Mali GPUs are used in about 85 percent of smart TVs and 50 percent of smartphones. Over billion Mali GPUs were shipped alone in 2019. The new Mali-G78 can help Arm achieve a PC and console looking graphics, better XR, and machine learning performance compared to the previous generations.
25 percent better performance
Comparing mixed complex workloads on Mali-G78 to Mali-G77, including architectural, process, and other improvements, the new GPU scores about 25 percent better performance. ARM compared the projected performance of Mali-G78 to existing 2019 devices. We had a long and pleasant chat with Stephen Barton, product manager, Client Line of Business, Daniel Kerry, principal engineer, Central Engineering, and Ian Hutchinson, director of outbound marketing, Client Line of Business at Arm.
When asked to elaborate where the 25 percent performance improvement comes from, we learned that some 15 percent comes from shrinking the manufacturing process from current 7 to soon to be introduced 5nm SoC. The rest comes from internal optimizations. The 5nm silicon will also bring the smaller die size.
Mali-G78 brings 15 percent more performance density, 10 percent better energy efficiency, and 15 percent machine learning performance uplift.
18 and 24 versions
It supports up to 24 cores allowing the highest-ever performance point. The game-changing' Asynchronous Top Level maximizes performance productivity on cores, ARM claimed. The new Fused Multiply-Add (FMA) unit is built from the ground up as it is heavily used in Graphics and ML processing and results with a 30 percent energy reduction in the unit.
The Mali-G78 is ARM's highest performing GPU based on Valhall architecture. Mali-G77 was also based on the Valhall architecture focusing on the Superscalar engine, Unified memory, and simplified scalar ISA. One big change from G77 to G78 is the core count, that's increased from maximal 16 to now 24.
Asynchronous top-level introduced two asynchronous clock domains, one for shared cores and one for job manager, tiler, MMU, control fabric, and L2 cache.
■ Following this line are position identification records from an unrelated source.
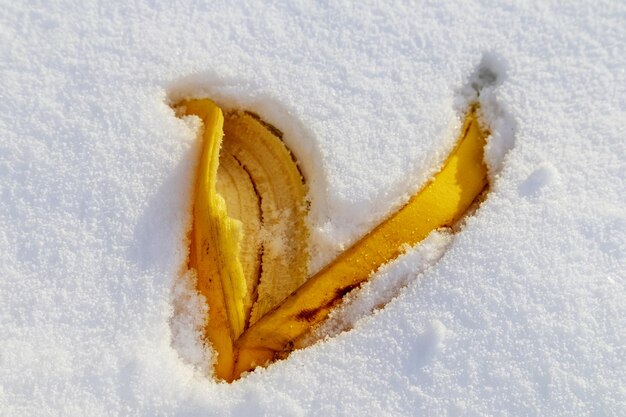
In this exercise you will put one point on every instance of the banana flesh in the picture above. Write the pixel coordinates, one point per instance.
(442, 202)
(249, 236)
(248, 242)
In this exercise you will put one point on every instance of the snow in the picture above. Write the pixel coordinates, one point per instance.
(523, 313)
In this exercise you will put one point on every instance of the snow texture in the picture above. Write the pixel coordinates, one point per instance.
(524, 312)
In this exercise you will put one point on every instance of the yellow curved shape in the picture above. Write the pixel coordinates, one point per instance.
(249, 236)
(442, 202)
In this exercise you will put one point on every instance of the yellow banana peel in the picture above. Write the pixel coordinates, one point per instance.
(249, 235)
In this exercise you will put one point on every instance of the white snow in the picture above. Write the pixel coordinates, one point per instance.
(523, 314)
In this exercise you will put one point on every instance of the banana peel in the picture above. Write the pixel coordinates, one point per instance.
(249, 236)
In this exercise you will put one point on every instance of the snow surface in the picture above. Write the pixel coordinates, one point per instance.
(525, 312)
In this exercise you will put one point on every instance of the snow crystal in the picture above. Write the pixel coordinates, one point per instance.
(523, 313)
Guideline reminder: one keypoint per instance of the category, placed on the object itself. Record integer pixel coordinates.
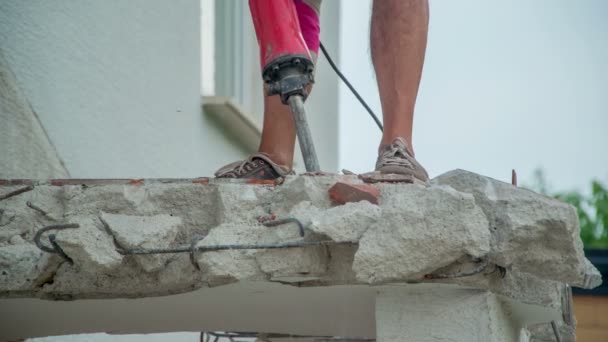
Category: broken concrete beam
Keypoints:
(342, 193)
(462, 228)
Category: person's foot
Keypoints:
(396, 158)
(256, 166)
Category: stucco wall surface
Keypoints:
(25, 149)
(116, 84)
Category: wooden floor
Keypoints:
(592, 318)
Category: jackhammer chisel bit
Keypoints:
(287, 66)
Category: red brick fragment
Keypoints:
(342, 193)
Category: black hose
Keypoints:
(352, 89)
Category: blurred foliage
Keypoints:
(592, 209)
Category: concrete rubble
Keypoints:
(462, 229)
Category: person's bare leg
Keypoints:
(398, 43)
(279, 131)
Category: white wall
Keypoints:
(116, 84)
(506, 84)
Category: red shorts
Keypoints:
(308, 16)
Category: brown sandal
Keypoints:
(256, 166)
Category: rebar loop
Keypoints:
(56, 249)
(16, 192)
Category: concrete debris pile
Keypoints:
(142, 238)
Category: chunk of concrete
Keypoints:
(20, 266)
(342, 193)
(538, 233)
(420, 230)
(346, 222)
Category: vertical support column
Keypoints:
(422, 313)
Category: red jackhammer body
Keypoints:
(287, 66)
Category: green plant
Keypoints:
(592, 210)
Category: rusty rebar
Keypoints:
(279, 222)
(483, 265)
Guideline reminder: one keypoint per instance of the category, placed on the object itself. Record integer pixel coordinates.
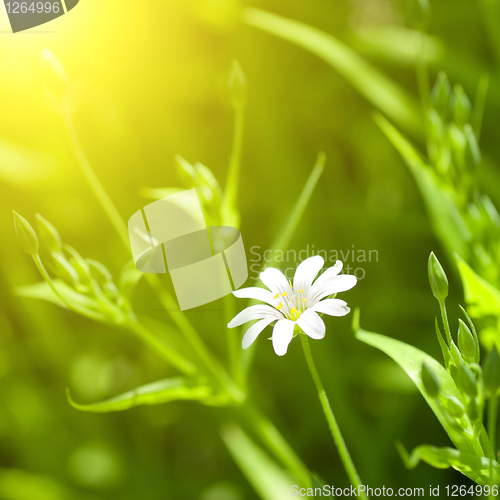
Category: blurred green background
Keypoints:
(149, 80)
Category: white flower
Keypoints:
(296, 304)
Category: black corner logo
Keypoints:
(24, 15)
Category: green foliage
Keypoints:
(477, 468)
(382, 92)
(159, 392)
(269, 480)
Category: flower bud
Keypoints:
(49, 236)
(440, 95)
(53, 74)
(435, 133)
(430, 380)
(25, 235)
(461, 106)
(467, 381)
(466, 341)
(437, 278)
(64, 270)
(491, 373)
(237, 86)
Asynchronous top-level shaders can run two times faster than the rest of the GPU, allowing higher performance.
ARM showed that the 24 core version of the GPU scores thirteen percent more in benchmarks than the 18 core version. Once ARM uses the Asynchronous top level, the performance of the 18 core version increases by an additional eight percent and a whopping 23 percent over the nominal 18 core performance.
Gaming performance
In gaming applications, the 24 core version scores eleven percent faster than the 18 core, while the 18 core version with Asynchronous level scores 14 percent higher. Mali-G78 24 core version with Asynchronous scores 28 percent higher.
Like any mobile processor, Asynchronous Top level will increase the clock when needed, get the job done- and get the right frame rate, it returns to a standard clock for sustainable performance and energy consumption.
Average energy goes down by 10 percent in similar conditions when comparing G78 to last year's G77.
Energy Usage using Asynchronous Top Level can result in six to thirteen percent energy consumption reduction.
The highest benefits come in complex gaming scenes involving smoke, grass, and threes. Optimizing content can yield a five to seventeen percent performance increase in actual games over Mali-G77.
The ARM Performance advisor tool helps developers achieve higher performance on ARM hardware. Frame analysis lets developers easily understand bottlenecks. Last but not least, the new Mali-G78 GPU brings fifteen percent higher machine learning performance.
Machine Learning on GPU covers a variety of mobile use-cases, including security (e.g., face unlock), video and camera modes, gaming, and Augmented Reality (AR). Still, these workloads also run in collaboration with NPU too.
Asynchronous Top Level boosts ML performance through clocking shader cores. We can expect Mali-G78 based phones next year.